5. SSM Session Manager abuse

ssm:StartSession + ec2:DescribeInstances jumps to any EC2. New 2023-2025: SSM agent can register on attacker account and act as cross-account RAT without victim’s CloudTrail.

6. Cross-account confused deputy

Service assuming cross-account role without sts:ExternalId or aws:SourceAccount condition. Typical SaaS integration pattern.

7. Cognito misconfiguration

Identity Pool with guest access grants STS creds without login. 2025 vulnerability: email attribute mutation in valid token allows ATO by changing email to victim.

8. CloudTrail blind spots

Whitespace-padding (Permiso): IAM policies between 102,401 and 131,072 chars cause requestParameters to log as omitted:true. Adversaries use PutEventSelectors, StopEventDataStoreIngestion, PutInsightSelectors instead of classic StopLogging.

9. ECS/EKS escape vectors

ECScape (Sweet Security 2025): a low-priv ECS container impersonates the ECS agent and obtains creds for the task execution role + neighbor tasks via 169.254.170.2.

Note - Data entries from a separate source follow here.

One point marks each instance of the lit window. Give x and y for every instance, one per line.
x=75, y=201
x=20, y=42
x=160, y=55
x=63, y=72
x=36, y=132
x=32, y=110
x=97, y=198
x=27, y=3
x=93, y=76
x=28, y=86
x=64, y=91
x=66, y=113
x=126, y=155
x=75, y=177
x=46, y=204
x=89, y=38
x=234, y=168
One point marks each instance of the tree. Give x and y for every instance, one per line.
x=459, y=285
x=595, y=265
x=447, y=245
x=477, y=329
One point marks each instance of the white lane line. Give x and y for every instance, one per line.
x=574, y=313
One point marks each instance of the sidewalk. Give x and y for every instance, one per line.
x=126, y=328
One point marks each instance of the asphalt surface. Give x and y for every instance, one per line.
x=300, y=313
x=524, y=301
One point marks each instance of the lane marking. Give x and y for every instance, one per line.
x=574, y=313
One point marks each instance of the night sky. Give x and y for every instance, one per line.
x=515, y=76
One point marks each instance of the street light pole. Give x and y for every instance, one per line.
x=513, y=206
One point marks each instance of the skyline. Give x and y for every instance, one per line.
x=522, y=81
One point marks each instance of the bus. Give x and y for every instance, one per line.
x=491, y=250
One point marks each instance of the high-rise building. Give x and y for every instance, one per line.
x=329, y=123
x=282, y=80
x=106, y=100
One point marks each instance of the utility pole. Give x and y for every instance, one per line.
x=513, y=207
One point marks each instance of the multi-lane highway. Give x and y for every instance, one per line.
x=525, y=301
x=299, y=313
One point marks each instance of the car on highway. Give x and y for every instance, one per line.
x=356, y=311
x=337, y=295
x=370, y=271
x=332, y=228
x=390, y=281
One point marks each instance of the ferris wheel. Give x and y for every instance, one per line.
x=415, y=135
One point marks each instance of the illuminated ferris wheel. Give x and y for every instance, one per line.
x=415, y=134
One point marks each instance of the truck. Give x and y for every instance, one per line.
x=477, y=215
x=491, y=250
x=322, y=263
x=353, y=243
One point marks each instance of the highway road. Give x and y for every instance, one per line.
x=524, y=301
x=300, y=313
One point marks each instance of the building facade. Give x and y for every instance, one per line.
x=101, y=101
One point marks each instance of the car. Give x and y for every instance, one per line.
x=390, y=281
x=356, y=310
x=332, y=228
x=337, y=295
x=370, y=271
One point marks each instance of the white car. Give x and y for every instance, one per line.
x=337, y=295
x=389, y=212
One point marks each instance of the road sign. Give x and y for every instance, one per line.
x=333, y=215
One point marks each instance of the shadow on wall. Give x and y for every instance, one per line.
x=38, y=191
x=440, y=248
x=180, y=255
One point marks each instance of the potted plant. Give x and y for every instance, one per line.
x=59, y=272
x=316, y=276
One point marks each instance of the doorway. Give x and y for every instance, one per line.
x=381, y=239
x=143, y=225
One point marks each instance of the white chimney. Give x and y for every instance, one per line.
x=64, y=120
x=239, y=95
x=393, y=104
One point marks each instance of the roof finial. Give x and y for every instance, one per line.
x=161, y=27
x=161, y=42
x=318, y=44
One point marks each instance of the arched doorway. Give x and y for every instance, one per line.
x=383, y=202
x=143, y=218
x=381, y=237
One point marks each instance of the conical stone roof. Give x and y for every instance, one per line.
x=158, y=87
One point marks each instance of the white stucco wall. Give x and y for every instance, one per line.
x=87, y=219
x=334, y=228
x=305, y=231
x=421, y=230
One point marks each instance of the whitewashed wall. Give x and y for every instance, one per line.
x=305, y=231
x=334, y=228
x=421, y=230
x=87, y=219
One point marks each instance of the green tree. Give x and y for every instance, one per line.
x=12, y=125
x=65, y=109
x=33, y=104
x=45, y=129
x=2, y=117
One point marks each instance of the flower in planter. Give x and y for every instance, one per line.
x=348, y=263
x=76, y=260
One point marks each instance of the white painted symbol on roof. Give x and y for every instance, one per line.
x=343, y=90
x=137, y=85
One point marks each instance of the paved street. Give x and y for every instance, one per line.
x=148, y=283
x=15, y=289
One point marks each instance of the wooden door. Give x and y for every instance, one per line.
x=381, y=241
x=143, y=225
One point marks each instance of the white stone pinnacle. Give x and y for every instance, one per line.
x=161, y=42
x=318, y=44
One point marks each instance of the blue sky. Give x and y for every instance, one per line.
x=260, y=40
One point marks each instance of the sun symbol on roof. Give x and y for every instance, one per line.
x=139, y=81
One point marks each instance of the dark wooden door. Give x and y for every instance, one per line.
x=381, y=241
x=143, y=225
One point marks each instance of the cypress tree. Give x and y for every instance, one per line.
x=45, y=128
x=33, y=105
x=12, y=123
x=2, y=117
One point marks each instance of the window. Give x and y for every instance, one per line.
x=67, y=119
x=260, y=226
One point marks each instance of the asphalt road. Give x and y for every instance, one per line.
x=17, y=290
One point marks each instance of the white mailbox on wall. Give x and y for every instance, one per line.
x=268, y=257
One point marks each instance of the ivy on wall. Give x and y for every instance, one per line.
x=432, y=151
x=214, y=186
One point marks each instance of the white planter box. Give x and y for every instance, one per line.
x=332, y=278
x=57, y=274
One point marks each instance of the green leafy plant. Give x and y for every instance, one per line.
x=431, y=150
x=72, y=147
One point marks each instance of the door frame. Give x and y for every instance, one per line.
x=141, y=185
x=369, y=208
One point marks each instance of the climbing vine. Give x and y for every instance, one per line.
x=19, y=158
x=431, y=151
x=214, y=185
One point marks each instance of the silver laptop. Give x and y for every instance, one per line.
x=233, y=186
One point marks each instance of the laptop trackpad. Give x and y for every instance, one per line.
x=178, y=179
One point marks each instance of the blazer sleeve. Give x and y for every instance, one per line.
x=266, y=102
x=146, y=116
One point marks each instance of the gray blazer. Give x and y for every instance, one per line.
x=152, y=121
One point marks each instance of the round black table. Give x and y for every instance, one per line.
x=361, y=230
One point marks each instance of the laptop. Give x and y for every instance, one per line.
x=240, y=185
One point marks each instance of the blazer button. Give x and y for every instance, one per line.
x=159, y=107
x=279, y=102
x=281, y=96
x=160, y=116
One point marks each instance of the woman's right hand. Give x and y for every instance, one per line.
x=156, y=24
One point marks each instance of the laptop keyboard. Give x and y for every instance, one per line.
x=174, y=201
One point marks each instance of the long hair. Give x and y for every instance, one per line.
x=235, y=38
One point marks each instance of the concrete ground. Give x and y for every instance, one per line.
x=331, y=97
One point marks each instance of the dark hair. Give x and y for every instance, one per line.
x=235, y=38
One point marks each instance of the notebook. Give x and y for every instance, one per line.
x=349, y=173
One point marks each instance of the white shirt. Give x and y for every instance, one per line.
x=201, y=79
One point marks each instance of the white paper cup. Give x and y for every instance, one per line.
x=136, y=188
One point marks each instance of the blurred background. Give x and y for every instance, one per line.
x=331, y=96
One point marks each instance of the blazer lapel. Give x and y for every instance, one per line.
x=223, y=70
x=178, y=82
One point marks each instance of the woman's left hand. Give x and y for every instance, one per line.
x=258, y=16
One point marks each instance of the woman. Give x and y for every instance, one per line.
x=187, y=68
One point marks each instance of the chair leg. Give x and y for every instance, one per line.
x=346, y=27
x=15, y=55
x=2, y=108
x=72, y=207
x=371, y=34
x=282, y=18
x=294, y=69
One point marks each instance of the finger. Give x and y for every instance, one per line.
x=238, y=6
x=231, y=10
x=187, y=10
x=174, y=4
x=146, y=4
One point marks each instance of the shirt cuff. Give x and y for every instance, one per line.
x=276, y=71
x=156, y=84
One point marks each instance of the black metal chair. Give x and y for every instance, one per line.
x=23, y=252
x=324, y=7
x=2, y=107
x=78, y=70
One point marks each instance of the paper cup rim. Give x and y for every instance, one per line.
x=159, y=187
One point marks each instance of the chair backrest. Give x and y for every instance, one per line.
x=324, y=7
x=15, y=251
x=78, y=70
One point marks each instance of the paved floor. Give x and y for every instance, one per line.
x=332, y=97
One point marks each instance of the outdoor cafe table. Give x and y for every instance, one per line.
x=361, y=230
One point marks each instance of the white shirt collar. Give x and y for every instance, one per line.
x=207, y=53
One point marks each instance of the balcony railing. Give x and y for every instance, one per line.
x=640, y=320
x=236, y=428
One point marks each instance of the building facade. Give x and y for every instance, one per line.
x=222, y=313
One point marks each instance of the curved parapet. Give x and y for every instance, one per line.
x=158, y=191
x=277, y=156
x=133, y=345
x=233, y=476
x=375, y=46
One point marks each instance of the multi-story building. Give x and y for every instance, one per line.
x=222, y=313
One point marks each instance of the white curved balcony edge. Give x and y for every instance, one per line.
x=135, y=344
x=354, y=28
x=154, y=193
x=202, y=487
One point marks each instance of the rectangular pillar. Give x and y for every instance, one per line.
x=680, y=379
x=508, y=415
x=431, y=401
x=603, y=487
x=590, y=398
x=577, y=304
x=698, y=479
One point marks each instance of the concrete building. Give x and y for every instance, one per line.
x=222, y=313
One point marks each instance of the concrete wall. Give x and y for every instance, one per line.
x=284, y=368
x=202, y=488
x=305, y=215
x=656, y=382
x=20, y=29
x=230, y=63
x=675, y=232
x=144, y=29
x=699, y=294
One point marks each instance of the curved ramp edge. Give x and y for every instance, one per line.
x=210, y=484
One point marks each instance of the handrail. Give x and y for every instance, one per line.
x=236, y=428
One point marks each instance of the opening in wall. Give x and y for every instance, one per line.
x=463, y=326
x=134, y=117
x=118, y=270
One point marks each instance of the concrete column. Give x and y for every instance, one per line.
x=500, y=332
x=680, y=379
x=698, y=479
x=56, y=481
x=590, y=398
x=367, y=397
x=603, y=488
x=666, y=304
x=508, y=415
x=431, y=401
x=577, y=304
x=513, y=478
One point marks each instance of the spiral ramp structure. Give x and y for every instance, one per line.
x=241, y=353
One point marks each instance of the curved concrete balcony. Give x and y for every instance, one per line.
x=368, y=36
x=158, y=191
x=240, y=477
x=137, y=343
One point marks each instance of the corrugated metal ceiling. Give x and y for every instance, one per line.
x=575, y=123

10. Post-exploitation stack


Azure — Top 10 exploitable vectors 2026

1. Entra ID device code phishing

Storm-2372 (Feb 2025) and AI-enabled device code campaigns (April 2026) consolidate device code flow as dominant vector.

2. App Registrations with secrets in repos

Search clientSecret, client_secret, app_secret + tenant GUID on GitHub/Sourcegraph. With (tenantId, clientId, clientSecret) you request Graph token and act as the app.

3. Managed Identities abuse

VM/Function/App Service with MI requests token from 169.254.169.254 (System-assigned) or IDENTITY_ENDPOINT (User-assigned). MI with Contributor or Key Vault Secrets User = full lateral movement.

4. Azure Functions privilege escalation

CVE-2025-59273 (Event Grid) allows unvalidated payloads in Functions/Logic Apps. CVE-2025-62207 (Azure Monitor) SSRF → privesc. Historically “Royal Flush”: Functions containers with --privileged allowed host escape.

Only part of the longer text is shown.